Maybe I was clinging to my youth? In my teenage years, I wore a shag haircut so I could look just like Farrah Fawcett … well, OK it didn’t work, but that’s what I believed. Don’t tell me that none of y’all did that!
As I got older, my excuse for long hair was that I have arthritis in my hands. Styling my hair is difficult because of this. Therefore, with long hair I could pull it back into a ponytail (or French braid) or pin it up. It didn’t look all that great if I just let it fly loose, but I fooled myself into thinking it was OK.
It’s amazing that we can make ourselves believe just about anything.
My hands were my excuse to not cut my hair, but I’m going to tell you the truth that I only whispered to myself: I thought I could hide behind the hair! I discovered that if I draped it strategically, it seemed to obscure the extra chins and the chicken neck that Grandmother Time has bestowed upon me. Do y’all remember seeing old movies with Audrey Hepburn wearing a scarf draped around her head and neck? That is how I styled my hair. It wasn’t obvious at all. I was content with the status quo, and I figured I’d wear long hair until they closed the box lid over me.
However, today I got a “wild hair,” so to speak. I had an appointment to “get my hair red.” I’ve been talking to my hairdresser, Paula, about cutting my hair so I could look like Ellen Degeneres. I wasn’t sure I had the nerve to actually do the deed, but I was “thinking” about it. If I’m going to imitate a celebrity, it would be Ellen. I like Ellen better than I ever liked Farrah — in fact, I have a “girl crush” on her.
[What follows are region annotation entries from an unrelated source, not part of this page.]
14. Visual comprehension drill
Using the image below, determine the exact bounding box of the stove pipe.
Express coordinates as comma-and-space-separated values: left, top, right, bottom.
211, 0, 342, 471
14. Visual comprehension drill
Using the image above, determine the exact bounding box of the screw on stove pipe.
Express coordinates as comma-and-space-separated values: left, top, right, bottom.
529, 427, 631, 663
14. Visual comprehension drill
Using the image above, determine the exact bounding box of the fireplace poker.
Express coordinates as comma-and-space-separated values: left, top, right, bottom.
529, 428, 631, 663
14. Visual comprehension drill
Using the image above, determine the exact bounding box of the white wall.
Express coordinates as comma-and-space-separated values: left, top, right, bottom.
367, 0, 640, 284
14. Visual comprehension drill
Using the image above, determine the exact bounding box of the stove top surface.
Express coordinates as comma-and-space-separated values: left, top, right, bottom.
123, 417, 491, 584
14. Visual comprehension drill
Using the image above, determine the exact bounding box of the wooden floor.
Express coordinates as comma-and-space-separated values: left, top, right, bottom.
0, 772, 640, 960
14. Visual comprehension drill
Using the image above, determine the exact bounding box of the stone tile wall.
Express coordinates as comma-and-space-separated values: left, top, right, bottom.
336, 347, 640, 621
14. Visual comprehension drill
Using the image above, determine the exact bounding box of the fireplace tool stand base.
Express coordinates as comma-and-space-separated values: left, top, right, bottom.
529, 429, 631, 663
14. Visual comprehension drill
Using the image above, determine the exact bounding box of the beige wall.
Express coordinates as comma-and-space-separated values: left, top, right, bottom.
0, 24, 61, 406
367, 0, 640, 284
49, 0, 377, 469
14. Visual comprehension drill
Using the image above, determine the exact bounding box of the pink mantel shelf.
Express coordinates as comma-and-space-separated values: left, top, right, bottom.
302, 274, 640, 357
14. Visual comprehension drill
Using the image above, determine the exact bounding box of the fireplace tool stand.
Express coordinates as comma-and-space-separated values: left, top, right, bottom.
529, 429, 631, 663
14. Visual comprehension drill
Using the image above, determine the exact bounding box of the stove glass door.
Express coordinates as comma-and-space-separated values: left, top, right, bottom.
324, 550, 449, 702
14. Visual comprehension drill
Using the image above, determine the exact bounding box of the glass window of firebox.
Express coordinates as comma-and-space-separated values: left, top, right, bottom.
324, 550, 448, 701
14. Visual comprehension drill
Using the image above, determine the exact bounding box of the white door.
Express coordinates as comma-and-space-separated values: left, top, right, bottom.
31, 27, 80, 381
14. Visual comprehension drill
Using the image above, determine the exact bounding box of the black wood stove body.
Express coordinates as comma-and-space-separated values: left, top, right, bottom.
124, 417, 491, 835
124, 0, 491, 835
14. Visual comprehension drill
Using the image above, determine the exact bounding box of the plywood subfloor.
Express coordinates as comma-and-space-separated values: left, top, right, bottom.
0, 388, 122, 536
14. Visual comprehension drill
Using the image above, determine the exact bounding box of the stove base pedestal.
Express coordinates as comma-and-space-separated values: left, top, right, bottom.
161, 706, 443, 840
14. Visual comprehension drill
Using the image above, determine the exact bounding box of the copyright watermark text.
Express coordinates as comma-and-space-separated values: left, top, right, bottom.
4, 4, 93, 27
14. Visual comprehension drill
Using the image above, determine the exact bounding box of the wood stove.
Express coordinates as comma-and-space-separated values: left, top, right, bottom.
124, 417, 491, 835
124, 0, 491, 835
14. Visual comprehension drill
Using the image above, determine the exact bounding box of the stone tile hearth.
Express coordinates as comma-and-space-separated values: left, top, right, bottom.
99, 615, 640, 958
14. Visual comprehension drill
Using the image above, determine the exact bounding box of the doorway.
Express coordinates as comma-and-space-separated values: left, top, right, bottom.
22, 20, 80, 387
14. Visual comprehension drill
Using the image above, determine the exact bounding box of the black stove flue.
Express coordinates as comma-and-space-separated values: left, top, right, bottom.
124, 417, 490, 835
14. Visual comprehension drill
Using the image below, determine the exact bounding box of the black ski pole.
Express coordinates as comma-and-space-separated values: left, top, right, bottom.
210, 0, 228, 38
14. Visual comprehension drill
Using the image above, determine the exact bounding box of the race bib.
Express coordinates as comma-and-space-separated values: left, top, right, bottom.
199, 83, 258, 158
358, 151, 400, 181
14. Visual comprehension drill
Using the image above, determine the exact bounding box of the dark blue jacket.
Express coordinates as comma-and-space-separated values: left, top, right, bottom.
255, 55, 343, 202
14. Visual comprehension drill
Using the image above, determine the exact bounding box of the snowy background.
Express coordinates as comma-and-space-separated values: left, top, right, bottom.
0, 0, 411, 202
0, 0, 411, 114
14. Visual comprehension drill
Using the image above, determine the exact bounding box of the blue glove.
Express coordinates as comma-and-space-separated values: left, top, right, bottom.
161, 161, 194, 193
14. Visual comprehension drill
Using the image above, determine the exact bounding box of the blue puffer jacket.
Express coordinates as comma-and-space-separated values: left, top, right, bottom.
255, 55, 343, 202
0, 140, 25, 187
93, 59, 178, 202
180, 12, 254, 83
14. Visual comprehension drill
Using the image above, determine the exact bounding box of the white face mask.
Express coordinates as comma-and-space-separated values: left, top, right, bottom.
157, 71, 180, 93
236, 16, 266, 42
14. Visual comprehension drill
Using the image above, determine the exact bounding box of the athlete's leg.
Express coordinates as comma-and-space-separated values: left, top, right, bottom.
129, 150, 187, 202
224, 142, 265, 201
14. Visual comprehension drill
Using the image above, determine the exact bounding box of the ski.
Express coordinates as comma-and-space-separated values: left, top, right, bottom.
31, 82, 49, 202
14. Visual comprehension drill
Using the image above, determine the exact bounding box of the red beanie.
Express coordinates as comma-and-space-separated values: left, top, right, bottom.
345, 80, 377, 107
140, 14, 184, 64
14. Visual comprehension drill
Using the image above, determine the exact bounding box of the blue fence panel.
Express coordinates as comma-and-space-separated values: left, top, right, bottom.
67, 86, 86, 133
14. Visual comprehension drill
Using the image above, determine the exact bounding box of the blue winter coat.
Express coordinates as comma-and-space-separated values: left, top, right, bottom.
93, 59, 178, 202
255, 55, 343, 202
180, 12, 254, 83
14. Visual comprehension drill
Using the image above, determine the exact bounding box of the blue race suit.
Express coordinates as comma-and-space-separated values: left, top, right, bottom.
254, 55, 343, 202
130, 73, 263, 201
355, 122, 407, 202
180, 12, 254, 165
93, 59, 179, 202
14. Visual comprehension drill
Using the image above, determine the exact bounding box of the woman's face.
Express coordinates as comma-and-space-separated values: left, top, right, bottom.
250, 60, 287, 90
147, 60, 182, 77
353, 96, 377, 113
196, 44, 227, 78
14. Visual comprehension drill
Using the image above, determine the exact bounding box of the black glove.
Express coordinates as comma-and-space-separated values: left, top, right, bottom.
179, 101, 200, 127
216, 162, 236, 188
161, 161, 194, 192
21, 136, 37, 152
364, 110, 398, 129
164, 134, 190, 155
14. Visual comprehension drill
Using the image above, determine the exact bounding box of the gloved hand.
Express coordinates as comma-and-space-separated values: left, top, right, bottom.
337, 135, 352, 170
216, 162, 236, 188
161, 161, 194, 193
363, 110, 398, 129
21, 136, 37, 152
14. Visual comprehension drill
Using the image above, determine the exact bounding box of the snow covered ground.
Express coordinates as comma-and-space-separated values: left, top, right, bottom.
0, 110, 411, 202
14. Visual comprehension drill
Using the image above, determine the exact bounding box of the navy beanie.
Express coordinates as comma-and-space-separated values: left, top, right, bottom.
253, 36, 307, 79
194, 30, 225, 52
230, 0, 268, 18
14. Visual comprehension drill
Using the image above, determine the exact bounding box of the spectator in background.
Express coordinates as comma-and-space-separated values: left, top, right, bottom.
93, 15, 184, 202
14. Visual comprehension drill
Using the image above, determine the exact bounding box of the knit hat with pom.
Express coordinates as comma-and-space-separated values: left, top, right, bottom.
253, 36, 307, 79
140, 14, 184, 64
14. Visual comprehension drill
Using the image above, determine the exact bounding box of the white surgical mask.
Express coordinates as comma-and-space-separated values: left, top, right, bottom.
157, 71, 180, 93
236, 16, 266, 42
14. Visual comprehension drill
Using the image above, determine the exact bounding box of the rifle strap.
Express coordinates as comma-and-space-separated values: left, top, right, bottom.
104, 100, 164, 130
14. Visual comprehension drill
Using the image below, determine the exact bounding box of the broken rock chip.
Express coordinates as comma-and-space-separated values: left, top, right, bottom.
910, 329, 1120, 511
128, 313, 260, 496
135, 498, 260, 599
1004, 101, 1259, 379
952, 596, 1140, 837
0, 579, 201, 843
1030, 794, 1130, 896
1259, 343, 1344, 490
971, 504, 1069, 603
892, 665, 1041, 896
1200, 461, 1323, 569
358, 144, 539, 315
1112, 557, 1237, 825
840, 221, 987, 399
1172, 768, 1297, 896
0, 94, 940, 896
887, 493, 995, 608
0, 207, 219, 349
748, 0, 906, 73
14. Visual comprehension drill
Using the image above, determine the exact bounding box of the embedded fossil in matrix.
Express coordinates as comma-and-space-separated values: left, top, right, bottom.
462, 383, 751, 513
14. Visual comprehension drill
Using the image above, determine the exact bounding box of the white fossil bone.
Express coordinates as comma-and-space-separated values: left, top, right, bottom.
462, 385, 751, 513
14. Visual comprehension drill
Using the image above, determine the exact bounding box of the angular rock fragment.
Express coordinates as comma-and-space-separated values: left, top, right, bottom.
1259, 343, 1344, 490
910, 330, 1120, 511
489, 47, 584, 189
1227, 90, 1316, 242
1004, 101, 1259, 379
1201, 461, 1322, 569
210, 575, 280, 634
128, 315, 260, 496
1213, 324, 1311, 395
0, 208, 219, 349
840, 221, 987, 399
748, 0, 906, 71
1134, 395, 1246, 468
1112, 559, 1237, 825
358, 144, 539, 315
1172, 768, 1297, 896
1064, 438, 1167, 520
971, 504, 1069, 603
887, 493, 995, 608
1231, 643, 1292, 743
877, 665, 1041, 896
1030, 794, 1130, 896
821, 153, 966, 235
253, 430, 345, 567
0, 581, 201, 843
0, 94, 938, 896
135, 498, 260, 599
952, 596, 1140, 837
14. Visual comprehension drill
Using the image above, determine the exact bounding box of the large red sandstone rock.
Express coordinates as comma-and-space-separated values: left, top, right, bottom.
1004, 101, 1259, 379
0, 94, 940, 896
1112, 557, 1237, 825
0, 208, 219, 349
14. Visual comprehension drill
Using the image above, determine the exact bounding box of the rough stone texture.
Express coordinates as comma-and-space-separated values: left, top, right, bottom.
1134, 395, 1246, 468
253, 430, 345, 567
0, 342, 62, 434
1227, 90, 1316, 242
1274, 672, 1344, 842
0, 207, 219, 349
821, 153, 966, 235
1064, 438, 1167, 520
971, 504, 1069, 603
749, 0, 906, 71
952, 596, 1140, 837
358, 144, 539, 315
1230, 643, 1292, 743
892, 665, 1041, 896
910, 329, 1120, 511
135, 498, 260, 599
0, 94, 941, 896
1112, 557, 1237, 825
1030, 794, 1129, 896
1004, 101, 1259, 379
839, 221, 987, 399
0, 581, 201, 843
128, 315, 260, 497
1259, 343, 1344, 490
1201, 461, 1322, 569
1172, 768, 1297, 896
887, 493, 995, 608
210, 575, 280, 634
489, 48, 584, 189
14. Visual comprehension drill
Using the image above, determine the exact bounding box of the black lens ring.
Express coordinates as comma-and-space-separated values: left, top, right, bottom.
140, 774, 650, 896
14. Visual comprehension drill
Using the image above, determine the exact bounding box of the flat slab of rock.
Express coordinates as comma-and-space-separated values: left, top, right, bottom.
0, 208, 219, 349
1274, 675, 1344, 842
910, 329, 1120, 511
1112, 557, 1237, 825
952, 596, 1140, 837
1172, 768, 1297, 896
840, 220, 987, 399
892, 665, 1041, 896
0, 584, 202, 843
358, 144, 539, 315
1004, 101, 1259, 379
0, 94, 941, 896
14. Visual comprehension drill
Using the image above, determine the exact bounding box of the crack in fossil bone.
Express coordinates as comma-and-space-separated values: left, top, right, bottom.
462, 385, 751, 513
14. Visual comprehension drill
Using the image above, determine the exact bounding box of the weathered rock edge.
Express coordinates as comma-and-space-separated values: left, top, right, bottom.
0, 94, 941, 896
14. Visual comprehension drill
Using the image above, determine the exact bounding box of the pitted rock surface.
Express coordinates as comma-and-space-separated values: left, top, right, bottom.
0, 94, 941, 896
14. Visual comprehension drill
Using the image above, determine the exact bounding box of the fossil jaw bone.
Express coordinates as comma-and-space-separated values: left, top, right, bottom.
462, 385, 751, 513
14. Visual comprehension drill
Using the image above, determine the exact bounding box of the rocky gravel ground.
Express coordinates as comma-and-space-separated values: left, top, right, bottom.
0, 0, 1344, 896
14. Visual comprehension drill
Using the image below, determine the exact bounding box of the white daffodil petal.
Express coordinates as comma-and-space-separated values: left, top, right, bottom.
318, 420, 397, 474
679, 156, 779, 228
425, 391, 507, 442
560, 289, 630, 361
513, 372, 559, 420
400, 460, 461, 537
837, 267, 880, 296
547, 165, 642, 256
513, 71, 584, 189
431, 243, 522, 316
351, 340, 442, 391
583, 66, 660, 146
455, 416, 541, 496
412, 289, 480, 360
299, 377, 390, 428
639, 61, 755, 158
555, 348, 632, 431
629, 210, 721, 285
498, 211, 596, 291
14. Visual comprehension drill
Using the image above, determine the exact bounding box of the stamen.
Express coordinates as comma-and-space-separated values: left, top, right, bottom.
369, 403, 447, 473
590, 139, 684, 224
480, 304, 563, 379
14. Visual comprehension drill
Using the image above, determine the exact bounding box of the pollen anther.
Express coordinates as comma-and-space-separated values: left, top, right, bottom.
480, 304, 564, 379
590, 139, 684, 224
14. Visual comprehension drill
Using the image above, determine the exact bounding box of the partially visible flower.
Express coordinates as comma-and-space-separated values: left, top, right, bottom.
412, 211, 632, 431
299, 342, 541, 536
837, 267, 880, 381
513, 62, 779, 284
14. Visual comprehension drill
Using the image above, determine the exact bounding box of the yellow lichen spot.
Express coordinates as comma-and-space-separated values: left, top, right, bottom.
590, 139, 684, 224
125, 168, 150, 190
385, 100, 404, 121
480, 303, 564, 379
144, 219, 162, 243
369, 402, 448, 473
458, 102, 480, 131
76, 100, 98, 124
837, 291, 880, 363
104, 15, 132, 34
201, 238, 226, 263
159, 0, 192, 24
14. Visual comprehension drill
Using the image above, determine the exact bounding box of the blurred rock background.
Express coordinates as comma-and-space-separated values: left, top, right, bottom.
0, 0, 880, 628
Something came over me today, and I told myself that if Paula happened to have time, I’d get my hair cut. If not it was Fate telling me to keep the locks. Paula had time! So I said, “Make me look like Ellen.” I was a little unnerved by how gleefully she grabbed the scissors and started whacking! It seems that my hairdresser has wanted to cut my hair for many years.
I let her cut away to her heart’s content, and I didn’t cry or anything. Here is what got left on the floor:
Here is what is left on my head:
So far, although I feel a little nekkid, I’m loving it. I feel a lot cooler and I’ve lost a good five pounds — the easy way. However, I’ve not seen my husband’s reaction to it and I have not slept on it yet. Those two things might change my opinion of this new hairdo.
I loved it that another hairdresser at the salon exclaimed, “You look 15 years younger!” I guess I should get her a good Christmas present, huh?
Now, if I’d lose 10 pounds (that isn’t hair), I’m told that could make me look 10 years younger. If I can find a really good wrinkle cream, I could lose another 5 years off of my face! If I whitened my teeth, folks say that can make you look 10 years younger. Heck, I bet I could find a way to look 12 years old again if I tried!
Nahh. I’m content to fool myself into thinking I look like Ellen instead of Rapunzel. Now if I could only dance … and could land a contract to promote Cover Girl … I’d have it made.